In Memoriam: Richard W. Piontek

1937-2013

Adapted from obituary published in The Recorder, Greenfield, Massachusetts, 30 October 2013

Richard W. (Dick) Piontek died peacefully at his home on Sunday, 27 October 2013. He was the son of Stanley Piontek and Anna Navicky and was born in Greenfield, Massachusetts, on 3 July 1937. His parents and his sister, Janet Kurtyka, predeceased him. Survivors include his wife of 26 years, Ann (Cadarette); brother-in-law, Kenneth Kurtyka, Sr.; nephew, Kenneth Kurtyka, Jr.; and niece, Kimberly Barnes, all from Greenfield, Massachusetts.

Dick graduated from Greenfield High School, Class of 1955, and earned an AAS degree at Holyoke Junior College in 1957. He worked as a mechanical engineer for three years, first with the Nickel Cadmium Battery Corp. in Easthampton, Massachusetts, and then with Kingsbury Tool in Keene, New Hampshire. In 1958, he joined the Bricklayers & Allied Craftworkers Union Local 1 and worked on many projects, including the early stages of the building of I-91 in Brattleboro, where he worked on the bridge abutments. From 1960 to 1963, he worked in Manhattan and Long Island for John B. Kelly as a bricklayer.

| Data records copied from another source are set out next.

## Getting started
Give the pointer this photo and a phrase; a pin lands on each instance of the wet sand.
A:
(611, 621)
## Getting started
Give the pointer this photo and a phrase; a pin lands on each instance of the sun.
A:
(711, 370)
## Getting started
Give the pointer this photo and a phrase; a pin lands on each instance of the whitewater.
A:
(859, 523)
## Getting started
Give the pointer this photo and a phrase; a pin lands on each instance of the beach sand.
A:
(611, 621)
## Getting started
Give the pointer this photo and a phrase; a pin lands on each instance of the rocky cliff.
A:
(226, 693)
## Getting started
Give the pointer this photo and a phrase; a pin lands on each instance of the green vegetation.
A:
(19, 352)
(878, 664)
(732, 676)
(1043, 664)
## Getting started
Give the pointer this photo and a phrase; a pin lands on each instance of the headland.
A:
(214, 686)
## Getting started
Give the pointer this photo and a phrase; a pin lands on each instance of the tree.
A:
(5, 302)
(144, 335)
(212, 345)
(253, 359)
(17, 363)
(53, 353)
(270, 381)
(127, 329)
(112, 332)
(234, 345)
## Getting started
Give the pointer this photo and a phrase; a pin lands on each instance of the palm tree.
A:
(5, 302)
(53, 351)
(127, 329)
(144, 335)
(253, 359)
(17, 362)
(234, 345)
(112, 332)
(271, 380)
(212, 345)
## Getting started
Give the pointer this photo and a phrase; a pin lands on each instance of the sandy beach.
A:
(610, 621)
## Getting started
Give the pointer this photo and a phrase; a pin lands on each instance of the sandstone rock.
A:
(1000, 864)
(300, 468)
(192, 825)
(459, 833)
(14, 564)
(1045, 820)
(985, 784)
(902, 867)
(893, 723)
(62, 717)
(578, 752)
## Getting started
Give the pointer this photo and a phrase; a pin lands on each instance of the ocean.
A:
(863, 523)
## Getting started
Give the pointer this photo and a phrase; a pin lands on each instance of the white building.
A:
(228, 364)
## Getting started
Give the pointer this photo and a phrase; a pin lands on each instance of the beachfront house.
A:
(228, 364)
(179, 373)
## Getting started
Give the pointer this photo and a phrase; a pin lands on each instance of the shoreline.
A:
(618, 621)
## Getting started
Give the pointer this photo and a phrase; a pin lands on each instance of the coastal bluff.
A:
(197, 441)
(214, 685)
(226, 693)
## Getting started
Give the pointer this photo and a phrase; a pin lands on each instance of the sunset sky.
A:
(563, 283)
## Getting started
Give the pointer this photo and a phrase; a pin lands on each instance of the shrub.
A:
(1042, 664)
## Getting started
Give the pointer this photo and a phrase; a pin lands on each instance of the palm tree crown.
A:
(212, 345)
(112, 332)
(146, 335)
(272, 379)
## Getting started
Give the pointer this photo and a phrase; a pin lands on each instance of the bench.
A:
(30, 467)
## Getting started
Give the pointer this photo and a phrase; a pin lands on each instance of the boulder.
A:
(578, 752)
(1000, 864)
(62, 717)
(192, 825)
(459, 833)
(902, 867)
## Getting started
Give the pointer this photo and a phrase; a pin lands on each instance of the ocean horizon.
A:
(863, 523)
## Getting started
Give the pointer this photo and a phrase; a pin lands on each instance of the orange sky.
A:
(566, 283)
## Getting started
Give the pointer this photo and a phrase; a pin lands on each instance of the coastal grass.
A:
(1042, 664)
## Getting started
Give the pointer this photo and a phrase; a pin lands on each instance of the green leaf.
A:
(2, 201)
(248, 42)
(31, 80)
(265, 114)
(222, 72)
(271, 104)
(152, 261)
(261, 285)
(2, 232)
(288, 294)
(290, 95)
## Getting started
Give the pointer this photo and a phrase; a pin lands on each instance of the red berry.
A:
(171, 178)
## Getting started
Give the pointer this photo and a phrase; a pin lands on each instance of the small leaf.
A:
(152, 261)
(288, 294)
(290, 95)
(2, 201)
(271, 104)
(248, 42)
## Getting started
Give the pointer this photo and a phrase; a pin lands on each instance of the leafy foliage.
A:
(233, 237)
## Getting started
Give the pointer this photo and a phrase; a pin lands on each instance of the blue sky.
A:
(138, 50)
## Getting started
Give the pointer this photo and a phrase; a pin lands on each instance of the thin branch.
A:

After earning a BA in biology in 1965, he took a three-year position as a biochemist at Sterling Winthrop Research Institute in Rensselaer, New York, and worked one year at the New England Institute for Medical Research in Ridgefield, Connecticut. From 1968 to 1969, while working as a fellow in radiation physics at Brookhaven National Laboratory in Upton, New York, he earned his MS in radiological health physics from Rutgers University. In 1970, he earned his MS in radiological physics from Harvard School of Public Health and worked as a radiological physicist for the Harvard Joint Program in Nuclear Medicine at the Peter Bent Brigham Hospital in Boston, Massachusetts.

n 1971, he was appointed associate in radiation therapy at the Harvard Medical School and joined the Joint Center for Radiation Therapy in Boston, Massachusetts, as a staff medical physicist, where he stayed until 1985. During this time period, he produced and coauthored many papers and publications involving research on proton beams, electron therapy, design properties of intraoperative radiation therapy, and bone marrow transplantation. In 1982, he received certification in therapeutic radiological physics from the American College of Radiology. In 1985, he took a position as staff medical physicist at Dartmouth-Hitchcock Medical Center, retiring in 2003, and was appointed assistant professor of clinical medicine at Dartmouth Medical School in 1985.

Dick was a member of the Health Physics Society and the American Association of Physicists in Medicine.

Always an outdoorsman, Dick enjoyed hunting, fishing, and cutting trails in the woods. He also enjoyed reading and collecting maps, traveling, and learning as much as he could about physics, science, and math. He loved to cook everywhere, from a hibachi on the fire escape in Manhattan to a tailgate grill to the manifold of his army truck. He will be remembered for his hard work, dedication, jokes, limericks, and crazy antics. If asked what he did for a living, he usually said he was a bricklayer, proud to have received a 50-year recognition in the Bricklayers Union.